In the same book, Vassilios N. Karavas and Stavros Siokos collaborated on an article on “The Hedge Fund Indices Universe.” They say that there are now 12 sets of hedge fund indexes, each of which captures the hedge fund market in a different way. Biases can arise from survivorship, selection, reporting, evaluation or availability, from a focus on the construction of investable products out of a given index, from classification inconsistencies or from weighting schemes. “As the hedge fund market matures with the continuous acceptance by more and more individuals and institutional investors, indices will become more sophisticated and will adapt and capture investors’ concerns and preferences.”

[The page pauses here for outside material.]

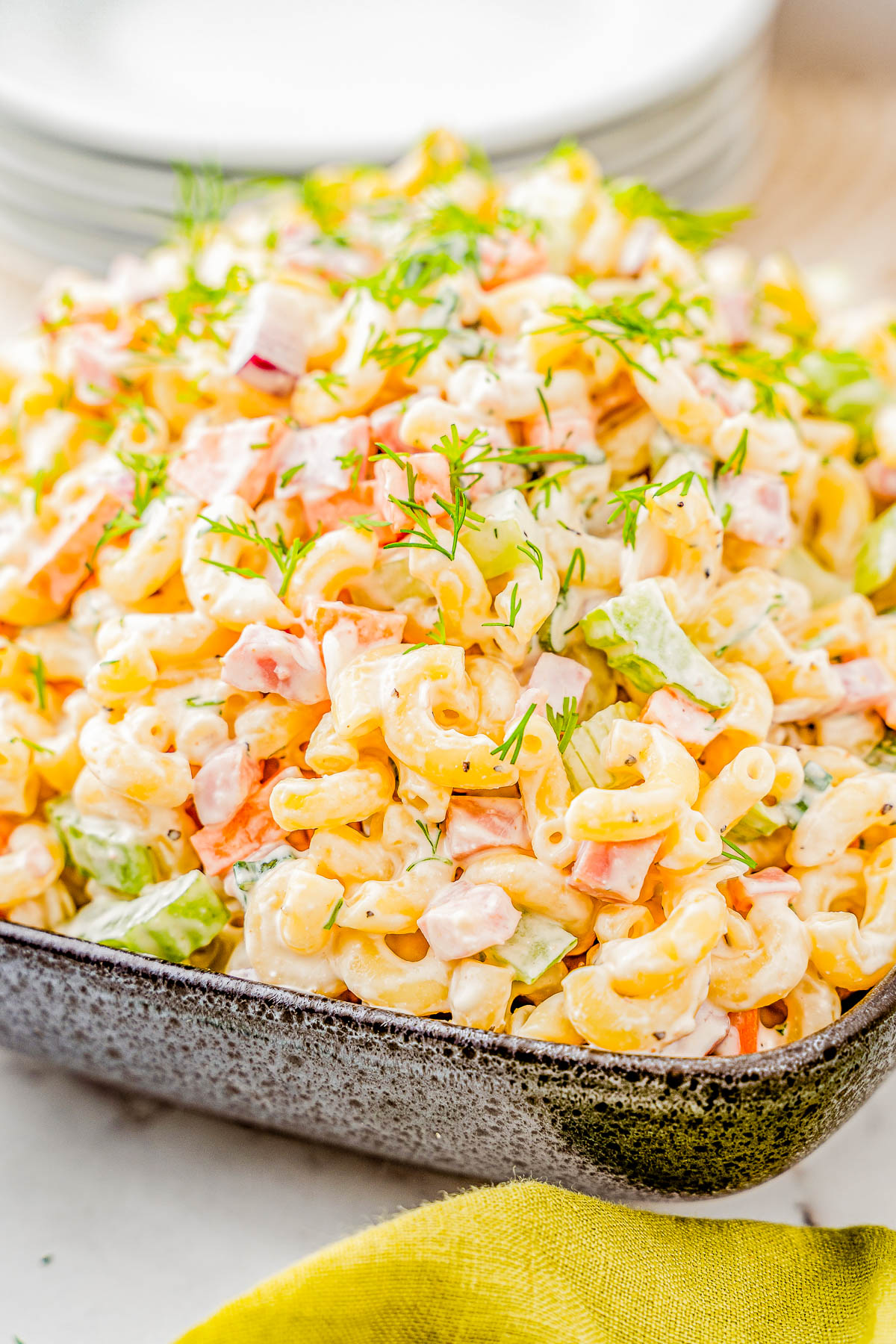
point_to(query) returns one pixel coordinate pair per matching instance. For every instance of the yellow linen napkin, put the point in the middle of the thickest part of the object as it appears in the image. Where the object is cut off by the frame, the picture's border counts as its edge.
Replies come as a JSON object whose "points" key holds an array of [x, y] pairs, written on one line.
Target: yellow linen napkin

Finally, the Gregoriou School believes firmly in survivorship studies–i.e. the study of how long a particular hedge fund is likely to last given its investment style, leverage, quantity of assets under management, monthly returns, minimum purchase, redemption period and management/performance fees. In general, funds of funds outlast their underlying funds; larger hedge funds outlast smaller; less-leveraged funds survive the more-leveraged.
Who are the four editors of these two books? Greg Gregoriou is visiting assistant professor of finance in the School of Business and Finance at the State University of New York, Plattsburgh. He’s also hedge fund editor and editorial board member for a peer-reviewed U.K. journal, Derivatives Use, Trading and Regulation. Fabrice Rouah is a doctoral candidate in finance, McGill University, Montreal, Quebec. He also is a former faculty lecturer and consulting statistician in the Department of Mathematics at McGill. Komlan Sedzro is professor of finance at the University of Quebec at Montreal and the director of the applied master’s program in finance there. He’s also an adviser to the Montreal Derivatives Exchange. Vassilios N. Karavas is director of research at Schneeweis Partners, Amherst, Mass. His research focus is on alternative optimization techniques including hedge fund portfolio selection and disequilibrium market models.